Revelations about Harvey Weinstein in 2017 triggered an international movement against sexual abuse and harassment. Sadly, these stories are still breaking. Recently, it was reported that BAFTA (British Academy of Film and Television Arts—the British equivalent of the Oscars) had suspended the award for Noel Clarke amid the harassment allegations of 20 women reported within the previous week. And it remains an issue in the City of London.
In addition to uncovering wrongdoing, the #MeToo movement has shone the spotlight on the controversial use of the non-disclosure agreement (NDA) as a means of silencing victims. In California, a senator last month introduced the Silenced No More Act, a bill aimed at protecting employees who speak out about discrimination at work even after signing NDAs.
NDAs in employment contracts
Despite being unlawful since 1975, sex discrimination has been an issue brushed under the carpet by many employers. In recent years, we have seen financial-services employers become more proactive in tackling discrimination by encouraging employees to raise concerns about discrimination through well-publicised equal-opportunity policies and by taking preventative action by providing training to ensure workers—including managers—know how to spot and prevent discrimination. This benefits workers by reducing the risk that they, their colleagues or team will suffer harassment, and it is good for business—improved engagement and productivity levels mean that firms get to keep and attract the best talent.
Taking such steps also enables employers to defend claims that they are vicariously liable for the discriminatory actions of their workers, even when they have taken “all reasonable steps” to prevent them from doing such actions. A similar defence is available in respect to whistleblowing claims.
The trend towards awareness and prevention has been supported by UK regulators, who are firmly behind the move to tackle harassment and discrimination at work. The Financial Conduct Authority (FCA) has asked firms to be proactive in tackling non-financial misconduct, including sexual misconduct. A failure to do so could indicate that a firm and its senior management are not fit and proper. Individuals are encouraged to speak up, and organisations are required to take action on inappropriate behaviour.
Given the above, UK workers would not expect to encounter any provision in an employment contract or handbook prohibiting reports of sexual harassment. In any event, terms in employment contracts that exclude or limit these rights will be unenforceable.
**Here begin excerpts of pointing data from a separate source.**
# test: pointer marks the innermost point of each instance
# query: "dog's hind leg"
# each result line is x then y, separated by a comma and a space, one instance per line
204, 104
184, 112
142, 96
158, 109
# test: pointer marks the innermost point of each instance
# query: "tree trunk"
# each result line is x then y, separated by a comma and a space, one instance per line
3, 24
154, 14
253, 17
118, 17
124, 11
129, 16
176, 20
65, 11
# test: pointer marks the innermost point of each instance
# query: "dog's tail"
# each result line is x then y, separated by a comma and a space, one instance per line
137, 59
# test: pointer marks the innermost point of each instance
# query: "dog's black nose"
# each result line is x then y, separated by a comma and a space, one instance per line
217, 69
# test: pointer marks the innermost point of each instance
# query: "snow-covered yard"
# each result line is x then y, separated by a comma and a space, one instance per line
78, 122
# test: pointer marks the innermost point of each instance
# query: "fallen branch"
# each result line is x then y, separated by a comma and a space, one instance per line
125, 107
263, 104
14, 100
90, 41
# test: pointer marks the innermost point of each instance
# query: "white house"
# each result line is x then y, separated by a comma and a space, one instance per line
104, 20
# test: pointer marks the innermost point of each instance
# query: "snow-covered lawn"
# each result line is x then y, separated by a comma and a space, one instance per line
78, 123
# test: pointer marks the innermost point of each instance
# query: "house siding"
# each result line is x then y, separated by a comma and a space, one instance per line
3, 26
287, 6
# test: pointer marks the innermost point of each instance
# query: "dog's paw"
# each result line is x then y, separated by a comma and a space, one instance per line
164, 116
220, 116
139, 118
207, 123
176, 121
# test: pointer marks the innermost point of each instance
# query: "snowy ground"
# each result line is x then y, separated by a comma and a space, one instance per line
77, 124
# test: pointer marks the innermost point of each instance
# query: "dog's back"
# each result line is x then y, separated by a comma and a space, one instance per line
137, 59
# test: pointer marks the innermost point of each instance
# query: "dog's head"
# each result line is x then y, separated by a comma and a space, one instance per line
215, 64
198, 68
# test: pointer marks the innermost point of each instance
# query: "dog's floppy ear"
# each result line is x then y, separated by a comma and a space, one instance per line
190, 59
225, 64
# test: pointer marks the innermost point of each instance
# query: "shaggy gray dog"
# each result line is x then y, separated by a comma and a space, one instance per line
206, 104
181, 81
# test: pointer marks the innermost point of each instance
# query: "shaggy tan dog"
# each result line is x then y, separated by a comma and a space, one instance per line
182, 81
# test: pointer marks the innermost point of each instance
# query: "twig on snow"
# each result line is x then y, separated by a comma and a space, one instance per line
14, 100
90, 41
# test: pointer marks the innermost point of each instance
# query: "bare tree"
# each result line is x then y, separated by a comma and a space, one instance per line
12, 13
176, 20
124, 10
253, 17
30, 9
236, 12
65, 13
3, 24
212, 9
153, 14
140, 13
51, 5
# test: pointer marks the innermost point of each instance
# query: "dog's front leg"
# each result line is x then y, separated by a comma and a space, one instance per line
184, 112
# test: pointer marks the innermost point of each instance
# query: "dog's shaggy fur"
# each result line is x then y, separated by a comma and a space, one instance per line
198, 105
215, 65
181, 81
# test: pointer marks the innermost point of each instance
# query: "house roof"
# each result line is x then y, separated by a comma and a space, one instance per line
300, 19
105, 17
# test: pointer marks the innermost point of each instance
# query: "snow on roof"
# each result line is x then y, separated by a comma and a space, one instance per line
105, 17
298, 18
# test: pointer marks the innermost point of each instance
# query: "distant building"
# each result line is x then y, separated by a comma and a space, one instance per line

In the UK, workers also have the right to complain to their employer about discriminatory conduct without being subject to retaliation. Such individuals might also have protection as whistleblowers in law, depending on the nature of their complaints. A worker who suffers retaliation because they have raised a complaint will have legal claims for victimisation and special protection from dismissal. These claims can be brought to the Employment Tribunal and are subject to short time limits, so workers should take prompt action if they wish to protect their rights to bring proceedings.
NDAs in settlement agreements
Countless victims of discrimination and harassment have signed what are sometimes referred to as NDAs, which usually form part of a settlement agreement.
A settlement agreement is a legally binding agreement entered into by an employer and an employee to settle employment claims, usually in return for compensation. Such agreements often result in the termination of an employee’s employment following the making of complaints, sometimes through a grievance. They ordinarily include provisions requiring the employee to agree to keep the existence and terms of the settlement confidential. Some go further and require the employee to keep the circumstances leading up to the termination of employment confidential and require an employee to promise not to make any derogatory or disparaging statements about the employer or other employees.
An employee cannot lawfully be forced to enter an NDA. To avoid abuse, UK law states individuals must obtain legal advice before signing a settlement agreement to ensure they are advised properly on the implications of entering into the agreement. Ordinarily, employers will offer to pay the employee’s legal fees for this advice. Another check on the use of NDAs in settlement agreements is that the employer’s solicitor must comply with the SRA’s (Solicitors Regulation Authority’s) warning notice on NDAs. This stipulates that it is improper to use NDAs to prevent, impede or deter workers from reporting matters to a regulator.
Although widely vilified in recent times, it is worth remembering that settlement agreements are not one-sided. Many individuals wish to put the circumstances leading to their NDAs behind them and settle their cases so that they also can benefit from reciprocal non-disclosure or bad-mouthing provisions from their employers.
For those who have signed NDAs, what next?
NDAs are not unusual and are enforceable up to a point. They cannot prevent individuals from whistleblowing. In addition, settlement agreements with FCA- or PRA (Prudential Regulation Authority)-regulated employers must make an express exception for whistleblowing.
It is unlawful for NDAs to prevent the reporting of criminal offences or co-operation with criminal investigations or prosecutions. Individuals cannot be prevented from giving evidence or assisting investigations when required to do so by law or a regulatory obligation. This includes if they are ordered to do so by an employment tribunal, court or regulator.
Even if you have signed a settlement agreement containing an NDA, you may still be able to raise concerns about discrimination or harassment. The legal protection you have will depend on a number of factors, including the drafting of your NDA, the nature of your complaint, the reason you are speaking out and to whom. Before taking any action, you should seek guidance from a specialist employment lawyer.